Bronquiolite em Lactentes: Manejo e Condutas Essenciais

UNITAU - Universidade de Taubaté (SP) — Prova 2021

Enunciado

Um lactente de 5 meses, previamente hígido, nascido a termo, com peso adequado, sem intercorrências no período neonatal e em aleitamento materno exclusivo, é levado por seus pais ao pronto-socorro. Mãe relata que, há 3 dias, o filho iniciou quadro de coriza nasal, espirros e febre (máx. Tax 38,5ºC). Com o passar dos dias, a tosse intensificou-se, e o paciente tornou-se irritado, com dificuldade de mamar em razão da taquidispneia. A mãe relata que o filho está piorando da falta de ar e agora parece estar com “chiado no peito”.Ao exame físico: lactente agitado, taquidispneico (FR > 70 ipm), tiragem subcostal e batimento de aleta nasal, além de sibilos à ausculta. Pais negam episódios prévios de sibilância e história familiar de asma ou de dermatite.A respeito desse caso clínico, julgue como verdadeiro ou falso as afirmações a seguir.I. Não há evidências do benefício da administração de corticoide sistêmico em pacientes como o do caso clínico apresentado.II. É muito provável que a radiografia de tórax venha com uma condensação em lobo inferior esquerdo.III. A nutrição por via oral deveria ser suspensa até melhora da taquidispneia.IV. Os broncodilatadores são muito usados na prática clínica, mas o real benefício deles nessa faixa etária ainda carece de comprovação científica.A sequência correta de cima para baixo é:

Alternativas

  1. A) V - F – V – F.
  2. B) V – F – V – V.
  3. C) F – F – V – V.
  4. D) F – F - V – V.
  5. E) V – F – F - F.

Pérola Clínica

Bronquiolite grave: suporte respiratório e hidratação; corticoides e broncodilatadores não são rotineiramente indicados.

Resumo-Chave

A bronquiolite viral em lactentes é uma condição autolimitada, mas pode causar desconforto respiratório grave. O manejo é primariamente de suporte, incluindo hidratação e suporte respiratório. Corticoides e broncodilatadores não são recomendados de rotina devido à falta de evidências de benefício consistente. A nutrição oral deve ser avaliada cuidadosamente em casos de taquidispneia para evitar aspiração.

Contexto Educacional

A bronquiolite viral aguda é uma infecção respiratória comum em lactentes, causada principalmente pelo Vírus Sincicial Respiratório (VSR), que afeta as pequenas vias aéreas. Caracteriza-se por coriza, tosse, febre baixa e, progressivamente, taquipneia, sibilância e desconforto respiratório. O diagnóstico é clínico, e a radiografia de tórax não é rotineiramente indicada, geralmente mostrando hiperinsuflação ou atelectasias laminares, e não condensações. O manejo da bronquiolite é essencialmente de suporte, visando manter a oxigenação e a hidratação adequadas. Isso inclui oxigenoterapia para saturação < 90-92%, aspiração de vias aéreas superiores e monitorização. A nutrição por via oral (pela boca) deve ser suspensa em lactentes com taquipneia significativa (FR > 60-70 ipm) devido ao risco de aspiração, sendo a hidratação intravenosa ou nutrição enteral por sonda nasogástrica alternativas. É um erro comum na prática clínica o uso indiscriminado de corticoides sistêmicos e broncodilatadores. As evidências científicas atuais não suportam o benefício rotineiro dessas medicações na bronquiolite viral, não alterando o curso da doença ou a necessidade de hospitalização. A educação dos pais e a vigilância dos sinais de piora são cruciais para o bom prognóstico.

Perguntas Frequentes

Quais são os principais sinais de gravidade na bronquiolite?

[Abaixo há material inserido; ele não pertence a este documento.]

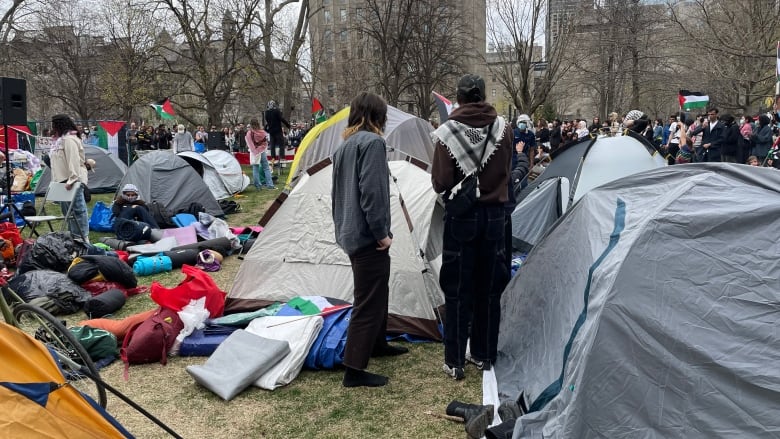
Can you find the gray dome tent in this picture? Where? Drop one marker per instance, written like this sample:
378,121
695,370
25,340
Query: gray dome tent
576,169
106,176
168,179
651,310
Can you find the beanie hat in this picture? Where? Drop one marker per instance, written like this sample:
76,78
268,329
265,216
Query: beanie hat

Sinais de gravidade incluem taquipneia acentuada (FR > 60-70 ipm), tiragem subcostal e intercostal, batimento de aleta nasal, cianose, apneia, letargia e dificuldade para se alimentar.

Corticoides e broncodilatadores são eficazes para bronquiolite?

Não, a maioria das diretrizes não recomenda o uso rotineiro de corticoides ou broncodilatadores para bronquiolite viral em lactentes, pois estudos não demonstraram benefício consistente na redução da gravidade ou duração da doença.

Quando a nutrição oral deve ser suspensa em lactentes com bronquiolite?

A nutrição oral (por via da boca) deve ser suspensa em lactentes com desconforto respiratório significativo (FR > 60 ipm) devido ao alto risco de aspiração. Nesses casos, a hidratação intravenosa ou nutrição enteral por sonda nasogástrica pode ser necessária.